16 Apr 2020 Positive move for hunting and conservation in Poland: Proposal to allow U-18s participate in hunting in Poland moves to next stage
Brussels, 16 April 2020 – Today, deputies from the Polish Sejm – the lower house of the Polish Parliament – voted on a proposal to change the Polish hunting law to allow those under 18 years of age to be present or participate at hunts with the consent of the parents or legal guardians. The proposal emerged from the Committee on Legislative Initiative “Promoting Hunting Tradition”.
The decision was adopted by 270 votes to 171, with 8 abstentions (the motion to reject the draft in its entirety was voted against, i.e. the majority voted against it). The voting result is here.
The draft amendment will now be considered by the Committee for Environmental Protection, Natural Resources and Forestry. Nothing is guaranteed, but today’s decision is an important and successful first step.
FACE played an active role with its Member, the Polish Hunting Association – Polski Zwiazek Lowiecki. Together with the FACE Vice President for Poland, Mr. Jarosław Kuczaj, FACE communicated with all members of the lower house of the Polish parliament.
Poland is the only European country to impose a minimum age of 18 years old to be allowed to be present during a hunt. For FACE and the Polish Hunting Association, today’s news is a step in the right direction, in particular because Poland is coming in line with the rest of Europe by ensuring hunting is open to those of all ages.

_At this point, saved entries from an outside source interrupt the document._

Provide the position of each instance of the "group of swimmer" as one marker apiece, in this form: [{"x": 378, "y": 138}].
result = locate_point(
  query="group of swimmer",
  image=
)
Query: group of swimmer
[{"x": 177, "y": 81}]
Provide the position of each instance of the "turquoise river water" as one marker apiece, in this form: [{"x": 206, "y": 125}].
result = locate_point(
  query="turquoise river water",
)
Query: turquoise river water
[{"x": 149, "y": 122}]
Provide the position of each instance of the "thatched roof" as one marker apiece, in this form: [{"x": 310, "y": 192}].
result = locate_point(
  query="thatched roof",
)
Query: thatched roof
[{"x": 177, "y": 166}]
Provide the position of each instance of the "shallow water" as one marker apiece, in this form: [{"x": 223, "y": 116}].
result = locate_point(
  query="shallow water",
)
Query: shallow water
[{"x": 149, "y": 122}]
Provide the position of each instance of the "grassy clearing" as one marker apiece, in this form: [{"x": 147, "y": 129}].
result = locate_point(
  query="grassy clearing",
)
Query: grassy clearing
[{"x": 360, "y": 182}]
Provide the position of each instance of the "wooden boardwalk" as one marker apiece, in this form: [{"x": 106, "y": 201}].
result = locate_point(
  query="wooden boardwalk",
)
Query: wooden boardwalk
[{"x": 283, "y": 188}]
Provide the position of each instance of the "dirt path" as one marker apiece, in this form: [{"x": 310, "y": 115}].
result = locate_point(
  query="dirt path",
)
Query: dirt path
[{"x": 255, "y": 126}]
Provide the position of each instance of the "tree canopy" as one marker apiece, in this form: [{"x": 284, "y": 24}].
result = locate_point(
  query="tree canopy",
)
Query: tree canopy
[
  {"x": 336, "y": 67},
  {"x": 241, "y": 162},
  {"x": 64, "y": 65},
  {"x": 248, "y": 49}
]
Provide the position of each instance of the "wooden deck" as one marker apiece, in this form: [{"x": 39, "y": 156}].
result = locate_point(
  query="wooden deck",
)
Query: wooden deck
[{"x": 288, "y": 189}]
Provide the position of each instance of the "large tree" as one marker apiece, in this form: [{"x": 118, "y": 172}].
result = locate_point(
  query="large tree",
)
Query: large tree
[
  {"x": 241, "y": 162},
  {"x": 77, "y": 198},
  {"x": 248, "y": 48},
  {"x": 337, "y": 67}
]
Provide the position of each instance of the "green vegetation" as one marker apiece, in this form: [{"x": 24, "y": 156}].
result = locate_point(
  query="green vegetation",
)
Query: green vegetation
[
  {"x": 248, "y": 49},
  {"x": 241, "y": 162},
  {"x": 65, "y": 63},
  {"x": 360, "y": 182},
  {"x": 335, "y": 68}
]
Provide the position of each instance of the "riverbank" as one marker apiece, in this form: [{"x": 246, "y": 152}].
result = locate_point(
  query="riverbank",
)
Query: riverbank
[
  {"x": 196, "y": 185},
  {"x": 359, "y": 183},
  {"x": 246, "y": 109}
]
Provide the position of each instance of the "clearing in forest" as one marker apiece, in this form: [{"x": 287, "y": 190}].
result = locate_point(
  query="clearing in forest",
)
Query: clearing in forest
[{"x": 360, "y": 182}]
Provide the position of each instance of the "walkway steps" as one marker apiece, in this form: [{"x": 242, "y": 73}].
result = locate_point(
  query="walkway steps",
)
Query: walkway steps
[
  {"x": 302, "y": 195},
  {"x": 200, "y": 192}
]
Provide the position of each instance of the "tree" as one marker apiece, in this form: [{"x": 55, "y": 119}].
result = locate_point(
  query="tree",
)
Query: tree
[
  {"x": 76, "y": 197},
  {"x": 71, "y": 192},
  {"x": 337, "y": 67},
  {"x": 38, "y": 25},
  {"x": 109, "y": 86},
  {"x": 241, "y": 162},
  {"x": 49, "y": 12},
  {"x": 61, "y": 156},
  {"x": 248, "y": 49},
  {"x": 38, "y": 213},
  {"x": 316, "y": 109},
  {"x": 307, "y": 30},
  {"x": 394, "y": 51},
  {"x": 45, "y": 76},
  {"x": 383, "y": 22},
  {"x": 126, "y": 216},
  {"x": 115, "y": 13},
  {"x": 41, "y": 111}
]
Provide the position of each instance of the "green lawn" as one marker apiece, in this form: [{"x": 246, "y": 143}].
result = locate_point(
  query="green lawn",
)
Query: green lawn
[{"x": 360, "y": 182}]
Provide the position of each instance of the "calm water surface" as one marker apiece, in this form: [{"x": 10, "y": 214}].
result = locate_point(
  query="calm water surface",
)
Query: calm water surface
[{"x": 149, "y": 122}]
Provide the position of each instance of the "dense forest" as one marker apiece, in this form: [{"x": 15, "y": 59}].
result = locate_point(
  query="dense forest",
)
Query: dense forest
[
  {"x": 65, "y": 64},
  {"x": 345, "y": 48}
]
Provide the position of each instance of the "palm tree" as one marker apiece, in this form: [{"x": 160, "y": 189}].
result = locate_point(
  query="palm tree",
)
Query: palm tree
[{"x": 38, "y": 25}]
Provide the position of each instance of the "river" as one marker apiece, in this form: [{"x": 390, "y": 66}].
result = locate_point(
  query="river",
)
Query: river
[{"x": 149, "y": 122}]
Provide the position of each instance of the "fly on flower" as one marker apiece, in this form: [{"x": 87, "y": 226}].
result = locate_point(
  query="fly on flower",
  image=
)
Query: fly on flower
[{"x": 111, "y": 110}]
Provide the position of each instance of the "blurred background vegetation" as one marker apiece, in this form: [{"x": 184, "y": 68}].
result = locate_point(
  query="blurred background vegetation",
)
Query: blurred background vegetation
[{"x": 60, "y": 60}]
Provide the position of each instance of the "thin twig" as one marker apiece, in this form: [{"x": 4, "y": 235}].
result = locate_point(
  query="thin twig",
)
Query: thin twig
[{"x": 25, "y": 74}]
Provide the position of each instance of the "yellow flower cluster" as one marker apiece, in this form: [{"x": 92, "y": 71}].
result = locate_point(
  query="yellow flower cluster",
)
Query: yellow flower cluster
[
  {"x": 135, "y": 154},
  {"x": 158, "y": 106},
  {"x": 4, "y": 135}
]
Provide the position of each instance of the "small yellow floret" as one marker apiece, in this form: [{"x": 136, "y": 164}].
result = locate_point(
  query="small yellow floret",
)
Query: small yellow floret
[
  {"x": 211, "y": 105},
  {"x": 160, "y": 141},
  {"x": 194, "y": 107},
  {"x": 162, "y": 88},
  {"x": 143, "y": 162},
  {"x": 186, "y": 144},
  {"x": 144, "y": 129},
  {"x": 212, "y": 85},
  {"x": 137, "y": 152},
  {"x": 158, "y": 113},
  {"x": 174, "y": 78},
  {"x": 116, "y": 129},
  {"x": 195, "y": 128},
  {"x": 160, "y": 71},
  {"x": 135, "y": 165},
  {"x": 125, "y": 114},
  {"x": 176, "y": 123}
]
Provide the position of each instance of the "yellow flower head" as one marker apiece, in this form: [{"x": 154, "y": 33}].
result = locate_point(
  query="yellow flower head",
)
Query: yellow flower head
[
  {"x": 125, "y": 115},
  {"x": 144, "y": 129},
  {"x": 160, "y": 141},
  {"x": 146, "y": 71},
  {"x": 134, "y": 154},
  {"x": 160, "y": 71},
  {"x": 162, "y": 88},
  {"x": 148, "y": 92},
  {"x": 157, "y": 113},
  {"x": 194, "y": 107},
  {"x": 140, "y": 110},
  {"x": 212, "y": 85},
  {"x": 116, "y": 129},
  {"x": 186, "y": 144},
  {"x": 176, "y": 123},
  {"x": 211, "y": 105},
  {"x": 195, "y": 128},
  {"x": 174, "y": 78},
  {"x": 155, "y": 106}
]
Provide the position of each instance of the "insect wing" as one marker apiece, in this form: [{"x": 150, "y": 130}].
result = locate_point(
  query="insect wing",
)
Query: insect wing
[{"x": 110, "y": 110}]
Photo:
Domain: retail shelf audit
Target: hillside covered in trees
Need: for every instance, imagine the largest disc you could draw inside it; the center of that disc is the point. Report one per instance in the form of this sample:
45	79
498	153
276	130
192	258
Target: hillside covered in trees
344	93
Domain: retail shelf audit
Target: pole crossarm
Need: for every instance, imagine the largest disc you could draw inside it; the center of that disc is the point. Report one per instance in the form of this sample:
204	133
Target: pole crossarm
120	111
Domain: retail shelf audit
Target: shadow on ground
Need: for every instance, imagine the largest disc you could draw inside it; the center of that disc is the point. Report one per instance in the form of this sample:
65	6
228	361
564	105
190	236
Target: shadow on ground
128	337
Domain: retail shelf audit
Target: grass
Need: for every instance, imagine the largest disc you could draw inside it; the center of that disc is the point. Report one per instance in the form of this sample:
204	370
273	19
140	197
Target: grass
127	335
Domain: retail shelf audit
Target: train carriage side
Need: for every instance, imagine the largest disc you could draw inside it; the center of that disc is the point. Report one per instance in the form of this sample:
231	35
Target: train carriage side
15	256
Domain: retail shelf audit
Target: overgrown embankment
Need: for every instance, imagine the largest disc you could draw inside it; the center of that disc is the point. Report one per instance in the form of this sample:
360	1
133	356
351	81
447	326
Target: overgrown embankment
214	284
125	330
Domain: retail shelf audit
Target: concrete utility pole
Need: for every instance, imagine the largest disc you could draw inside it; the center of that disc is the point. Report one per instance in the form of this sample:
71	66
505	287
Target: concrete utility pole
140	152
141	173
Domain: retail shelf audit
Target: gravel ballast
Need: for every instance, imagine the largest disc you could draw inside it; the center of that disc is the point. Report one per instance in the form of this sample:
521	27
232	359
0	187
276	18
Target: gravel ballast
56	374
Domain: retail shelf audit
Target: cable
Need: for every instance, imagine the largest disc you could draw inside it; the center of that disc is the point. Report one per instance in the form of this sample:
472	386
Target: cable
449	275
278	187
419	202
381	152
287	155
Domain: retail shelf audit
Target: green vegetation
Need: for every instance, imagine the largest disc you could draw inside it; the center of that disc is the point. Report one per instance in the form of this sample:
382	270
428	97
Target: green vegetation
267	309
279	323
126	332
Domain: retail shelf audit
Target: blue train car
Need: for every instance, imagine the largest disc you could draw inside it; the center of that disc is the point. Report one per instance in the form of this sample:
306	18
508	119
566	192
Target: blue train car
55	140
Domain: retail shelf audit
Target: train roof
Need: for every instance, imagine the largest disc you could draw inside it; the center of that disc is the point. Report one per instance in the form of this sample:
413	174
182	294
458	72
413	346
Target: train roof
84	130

Andżelika Możdżanowska, Member of the European Parliament, Vice President of the European Parliament’s “Biodiversity, Hunting, Countryside” Intergroup expressed her strong support for this proposal in a letter which she published openly today. The letter was co-signed by Álvaro Amaro, Member of the European Parliament and President of the “Biodiversity, Hunting, Countryside” Intergroup.
Currently, there is a growing trend in youth engagement in hunting in European countries and Europe’s national hunting associations are actively promoting youth in hunting. The participation of youth in hunting is widely recognised as providing key knowledge about nature and a deep understanding of wildlife management and animal welfare. It is not only positive for children’s mental health, but also their physical development particularly at a time when young people are spending less and less time outdoors.